Fishing around in the closet, she pulled out the phonebook.  She wondered how one went about choosing a psychiatrist.  She sipped hot tea while perusing the names.  She hoped one of them would jump out at her.

The tea was making her hotter and the list of doctors was frustrating her.  She returned to the front porch where it was cooler and the baby’s cries were softer.  It almost sounded like the child was trying to comfort itself – sobs interspersed with thumb-sucking sounds.

Myra walked down the front steps of the porch into the yard.  There was no moon and she had left the flashlight in the kitchen.

She found herself walking down the road to the cemetery.  “I should really go back and get the flashlight,” but she forged ahead.  It was only a mile or so.

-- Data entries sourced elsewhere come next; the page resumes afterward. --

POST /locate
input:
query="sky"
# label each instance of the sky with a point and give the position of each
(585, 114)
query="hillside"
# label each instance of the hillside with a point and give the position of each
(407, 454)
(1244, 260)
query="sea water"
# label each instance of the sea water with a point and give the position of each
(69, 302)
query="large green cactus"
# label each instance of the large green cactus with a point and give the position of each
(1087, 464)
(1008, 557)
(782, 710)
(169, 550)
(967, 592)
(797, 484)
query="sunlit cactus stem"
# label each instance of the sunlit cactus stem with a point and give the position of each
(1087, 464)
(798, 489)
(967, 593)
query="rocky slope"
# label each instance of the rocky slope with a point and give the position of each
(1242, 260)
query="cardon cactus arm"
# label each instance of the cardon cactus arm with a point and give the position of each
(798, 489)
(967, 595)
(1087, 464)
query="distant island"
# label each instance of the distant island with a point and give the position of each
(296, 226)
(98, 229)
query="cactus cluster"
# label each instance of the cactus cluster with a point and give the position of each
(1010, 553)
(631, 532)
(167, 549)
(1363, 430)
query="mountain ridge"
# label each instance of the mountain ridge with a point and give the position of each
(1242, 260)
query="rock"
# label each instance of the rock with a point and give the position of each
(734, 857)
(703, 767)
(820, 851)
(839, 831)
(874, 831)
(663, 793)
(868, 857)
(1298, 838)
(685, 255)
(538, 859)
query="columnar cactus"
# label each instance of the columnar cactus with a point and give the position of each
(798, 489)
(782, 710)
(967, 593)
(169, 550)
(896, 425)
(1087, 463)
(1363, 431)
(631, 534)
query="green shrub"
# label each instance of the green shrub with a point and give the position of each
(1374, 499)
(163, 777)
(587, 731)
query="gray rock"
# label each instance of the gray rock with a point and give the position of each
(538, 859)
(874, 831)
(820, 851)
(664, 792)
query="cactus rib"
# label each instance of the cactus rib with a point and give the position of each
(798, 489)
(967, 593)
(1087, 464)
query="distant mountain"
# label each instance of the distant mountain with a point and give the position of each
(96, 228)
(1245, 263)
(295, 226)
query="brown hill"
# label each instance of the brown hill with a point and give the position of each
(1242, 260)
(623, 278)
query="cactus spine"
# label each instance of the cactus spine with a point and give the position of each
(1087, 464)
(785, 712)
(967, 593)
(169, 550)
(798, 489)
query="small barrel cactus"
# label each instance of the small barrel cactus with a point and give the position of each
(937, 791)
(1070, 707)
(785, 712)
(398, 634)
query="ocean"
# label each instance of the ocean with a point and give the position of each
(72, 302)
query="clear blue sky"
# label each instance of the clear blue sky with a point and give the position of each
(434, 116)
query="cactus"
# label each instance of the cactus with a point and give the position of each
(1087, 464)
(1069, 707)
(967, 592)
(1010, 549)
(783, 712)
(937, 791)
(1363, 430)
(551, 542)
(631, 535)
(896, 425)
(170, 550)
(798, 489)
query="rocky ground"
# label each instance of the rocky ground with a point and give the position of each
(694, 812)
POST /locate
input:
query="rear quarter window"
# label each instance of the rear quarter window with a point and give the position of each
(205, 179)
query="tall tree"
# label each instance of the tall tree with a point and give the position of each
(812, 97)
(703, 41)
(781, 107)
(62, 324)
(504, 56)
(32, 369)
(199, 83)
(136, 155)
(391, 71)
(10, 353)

At the cemetery, she quickly made her way to the three little tombstones all lined up in a row.  She couldn’t hear the baby crying amongst the ruffling leaves.  The wind was picking up, cooling the night and scattering clouds so that a waning moon lit her path.

She thought about that night.  She and Robert were preparing to go to sleep.  Robert went around checking to see that doors and windows were locked.  Myra straightened the kitchen before going upstairs to check on Julie one last time before crawling into bed.

Now that the baby was sleeping through the night, Myra wasn’t as tired, but found it difficult to sleep through the night herself.  She still found herself slipping into Julie’s nursery in the middle of the night to gaze at her.  She was perfect.  A little angel.  She never tired of watching the child sleep.

She stood in the doorway, hall light scattering across Julie’s nursery floor.  Something seemed wrong.  The room was too quiet.  Myra went to the crib and pulled the blanket up over Julie’s small body.  She was cold to the touch.

Robert found her rocking the baby, wrapping her in a blanket, trying to warm her.  Tears streaming down her face, she said, “She’s so cold.  If we can just warm her up.”  Crying himself, Robert took the baby from her looking for a breath, a pulse, a heartbeat.  It was the third child they had lost.  The other two had been stillborn.  Julie was the only one who had cried.

Myra sat down in front of the graves.  They had named the two who had never drawn breath Michael Paul and Lily Jeanne.  She traced their names on the small stones.  Tears begun to stream down her face.  A sound welled up from her inner core, the pain of three dead babies finding voice.  She keened.

Bent over with the sobs, she stretched out and lay among the leaves silencing herself.  She listened to her own heartbeat, calming. The leaves rustling.  The moon softly lighting all she could see.  For thirty-two years, she had not cried after that night.  She felt the tears stream down the side of her face as she gazed at the moon.

She heard the baby while the warmth seeped from her own body.  She closed her eyes.  The baby was babbling.  The baby was in her arms.  She was afraid to open her eyes.  Afraid there would be no baby.  Trying to draw warmth from the child, she held her close.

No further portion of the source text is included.